Cherokee County Board of Education Vice Chair Janet Read, 52, and Canton businessman Danny Dukes, 51, are on the ballot to fill the newly created position.
Read has served on the board for the last eight years representing Post 4. She was redistricted out of her post and into a new district with an incumbent when legislators redrew the school board post lines during the 2012 session of the General Assembly.
During the reapportionment process, legislators also created the school board chair post.
Read, who lives in Woodstock and has two sons who attended Cherokee County public schools, said she has been a countywide elected member of the school board since 2005 and has served as both chair and vice chair for two years, making her the best qualified for the job.
“I am knowledgeable in all aspects of the Cherokee County School District and have developed relationships with the superintendent, staff, teachers, legislators and taxpayers,” Read said. “I would not require a learning curve for this newly created position, since I have been a chairperson. I have a proven track record as a team player and a consensus builder.”
Dukes, who lives with his wife in the Woodmont community and has one son who attended Cherokee County public schools, says his 30 years of financial experience would bring a set of skills to the school board that it currently does not have.
“I can put budgets together and financials, as well as analyze them. My company, Danny F. Dukes and Associates, specializes in regulatory, compliance and management organization/reorganization. I have done this for all size companies, including Fannie Mae, the nation’s largest secondary lender, which just returned to profitability. Many companies have also found my negotiation skills beneficial,” Dukes said.

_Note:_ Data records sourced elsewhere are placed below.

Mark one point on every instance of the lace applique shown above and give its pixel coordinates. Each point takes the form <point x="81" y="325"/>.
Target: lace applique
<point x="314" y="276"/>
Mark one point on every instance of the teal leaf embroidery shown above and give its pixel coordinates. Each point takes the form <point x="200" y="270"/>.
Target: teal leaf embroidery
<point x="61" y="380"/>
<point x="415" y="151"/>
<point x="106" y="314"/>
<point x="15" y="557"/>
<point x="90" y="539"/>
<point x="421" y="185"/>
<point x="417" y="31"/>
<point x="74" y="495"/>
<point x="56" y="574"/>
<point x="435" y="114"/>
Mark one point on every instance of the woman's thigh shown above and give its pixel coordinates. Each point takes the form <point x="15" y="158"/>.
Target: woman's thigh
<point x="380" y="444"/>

Dukes, who sits on the governing council for Cherokee Charter Academy and is a member of the Georgia Charter Educational Foundation’s governing board that manages the charter school, said that for him local control is about parents having options.
“Local control is parents having learning options and choices in education for their students. The traditional school does not serve all parents and students,” Dukes said.
For Read, local control means that as many decisions as possible are made in Cherokee County, not in Atlanta.
“Every time a bill is passed in Atlanta that pertains to education, we are adding more government. For example, when the local funds are reduced, many districts decide to implement mandatory furlough days in order to save on expenses,” Read said. “A bill was passed in this session that dictates to the districts when those furlough days can be taken. That should not be decided under the Gold Dome, but rather by the local district.”
Dukes said the House Resolution 1162, which allows for the state to approve charter schools, will only impact the local school system if the school board refuses to listen to the demands of parents for more school/learning options for students.
“If we embrace innovative learning options, we as a school board can help craft the future. The choice is ours. The time is now,” Dukes said.
Read said House Resolution 1162 is a redundant measure since the state already has the authority to authorize special charter schools.
“I have stated repeatedly that I am not opposed to charter schools. My concern has always been relative to the funding aspect of our public schools,” Read said. “If the public schools continue to be underfunded, I am not in favor of more schools that would reduce the funds further. If a charter school is not approved at the local level, then the taxpayers have no expectation of fiscal or operational transparency, even though they would bear the tax burden of any state approved charter school.”
Read said the most pressing problem facing the school system is the continued reduction in state and local funding for an increasing student population.
“Our school district is operating at 2006 tax digest levels; although we have 5,000 more students than we did six years ago. I would continue to research and suggest ways to cut additional funds from the $121 million cut previously,” she said.
Dukes pointed to the graduation rate as the most pressing problem.
“I view the graduation rate at only 74.8 percent, ranked 73rd in the state, as the most pressing problem for our students,” Dukes said. “Without a diploma, the odds are heavily against our young adults. More than one of four students is not getting a diploma. The district has more inefficiencies compared to other districts. We need to find a way to solve these, remove furlough days and invest more in the classroom.”
The two will meet on Monday night at the last debate sponsored by the Republican Party at GOP headquarters in Woodstock. The debate starts at 7 p.m.